Indonesia is ACEN’s first market outside the Philippines. In 2017, alongside local geothermal company Star Energy and Thailand-based Electricity Generating Public Company Limited (EGCO), our parent, AC Energy, was part of a consortium that acquired the then-637 MW Salak and Darajat geothermal fields in West Java. Since then, we’ve pursued our first greenfield project outside of the Philippines, the Sidrap Wind Farm in South Sulawesi. Today, the company’s attributable capacity in the archipelago is at ~200 MW, as of March 2022.

With our proven experience in Indonesia, ACEN remains well-situated to take advantage of RE opportunities in this market.

OUR OUTLOOK
Charging toward the future

As economies emerge from the COVID-19 pandemic, global energy consumption is expected to rise as consumer spending and industrial output recover. However, supply chain disruptions, geopolitical restrictions on coal, oil, and gas imports, and the ongoing conflict between Russia and Ukraine, have amplified power supply issues in a world still largely dependent on thermal energy. As a leading renewable energy provider in the Philippines and the Asia Pacific region, ACEN stands to benefit from these trends. Our aggressive expansion despite pandemic restrictions in the last two years has paid off, as more solar and wind farms are expected to begin operations in 2022 and 2023.
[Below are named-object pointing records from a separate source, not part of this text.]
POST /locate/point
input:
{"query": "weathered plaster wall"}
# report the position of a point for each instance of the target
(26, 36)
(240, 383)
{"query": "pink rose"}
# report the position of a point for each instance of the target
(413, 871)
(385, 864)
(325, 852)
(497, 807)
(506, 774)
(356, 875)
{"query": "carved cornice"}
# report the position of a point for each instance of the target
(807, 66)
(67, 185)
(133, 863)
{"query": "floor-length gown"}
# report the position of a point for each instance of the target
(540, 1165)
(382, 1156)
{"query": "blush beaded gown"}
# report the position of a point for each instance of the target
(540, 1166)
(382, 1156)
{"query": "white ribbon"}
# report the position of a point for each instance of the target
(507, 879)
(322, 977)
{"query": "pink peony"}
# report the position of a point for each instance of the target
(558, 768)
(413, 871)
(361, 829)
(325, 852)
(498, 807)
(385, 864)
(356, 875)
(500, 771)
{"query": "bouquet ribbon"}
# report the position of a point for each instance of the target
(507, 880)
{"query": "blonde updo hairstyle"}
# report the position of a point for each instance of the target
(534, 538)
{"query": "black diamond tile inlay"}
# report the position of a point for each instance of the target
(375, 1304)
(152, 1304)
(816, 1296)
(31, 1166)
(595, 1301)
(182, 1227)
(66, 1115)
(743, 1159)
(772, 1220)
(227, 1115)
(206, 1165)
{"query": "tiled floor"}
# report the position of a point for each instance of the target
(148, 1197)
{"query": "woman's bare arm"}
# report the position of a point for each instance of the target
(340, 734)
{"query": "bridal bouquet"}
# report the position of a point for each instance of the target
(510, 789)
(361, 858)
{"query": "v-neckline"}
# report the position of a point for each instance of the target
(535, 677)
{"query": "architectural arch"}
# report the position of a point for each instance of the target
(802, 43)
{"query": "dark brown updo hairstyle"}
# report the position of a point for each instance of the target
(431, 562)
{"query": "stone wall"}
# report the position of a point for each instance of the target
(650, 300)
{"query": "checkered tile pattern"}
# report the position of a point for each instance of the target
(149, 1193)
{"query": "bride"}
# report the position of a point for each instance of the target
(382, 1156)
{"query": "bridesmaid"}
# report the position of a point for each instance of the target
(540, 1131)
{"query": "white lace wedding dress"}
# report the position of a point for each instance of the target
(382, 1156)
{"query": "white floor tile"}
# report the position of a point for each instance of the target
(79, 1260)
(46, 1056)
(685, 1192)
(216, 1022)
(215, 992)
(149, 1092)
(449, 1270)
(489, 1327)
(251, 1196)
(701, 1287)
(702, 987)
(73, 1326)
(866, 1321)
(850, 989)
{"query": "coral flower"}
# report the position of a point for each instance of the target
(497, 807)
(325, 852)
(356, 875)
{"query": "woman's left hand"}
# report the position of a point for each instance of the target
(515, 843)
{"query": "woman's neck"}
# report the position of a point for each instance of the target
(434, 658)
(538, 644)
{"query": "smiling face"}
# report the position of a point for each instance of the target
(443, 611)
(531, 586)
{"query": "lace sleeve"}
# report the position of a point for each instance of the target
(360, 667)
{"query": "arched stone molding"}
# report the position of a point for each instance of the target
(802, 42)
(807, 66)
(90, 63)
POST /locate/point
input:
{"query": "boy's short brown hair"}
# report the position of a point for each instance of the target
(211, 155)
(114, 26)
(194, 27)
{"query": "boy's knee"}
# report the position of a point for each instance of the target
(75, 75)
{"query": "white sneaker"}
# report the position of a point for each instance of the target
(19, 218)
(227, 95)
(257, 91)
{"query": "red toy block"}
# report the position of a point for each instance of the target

Currently, we hold ~3,300 MW in pro forma attributable renewable energy capacity, putting us on track to achieving our 5,000 MW goal by 2025 ahead of schedule.

We continue to aggressively replenish our pipeline in the various geographies where we are present, with 18,000 MW of capacity in various stages of development, including projects that we are developing both organically and with strategic partners around the world.

The recent global conflicts and supply chain disruptions have led to volatile fuel prices, necessitating the development of more indigenous and sustainable energy sources. Beyond ACEN’s onshore solar, wind, and geothermal portfolio, we have been busy exploring other technologies such as potential floating solar and offshore wind installations. Battery storage systems must also be developed in parallel to complement intermittent generation.

Demand for renewable energy will continue to grow as the world pursues energy transition to move away from fossil fuels toward cleaner, more sustainable energy sources. Although this means increased competition and margin pressures in the sector, the opportunities for ACEN will also expand as we get closer to realizing our vision of becoming the largest listed renewables player in Southeast Asia. Our efforts contribute to the Net Zero commitment that it has made together with the Ayala Group, with the vision of a more sustainable world that future generations deserve, free from the devastating effects of climate change. For this reason, ACEN continues to lead the charge in the renewables revolution.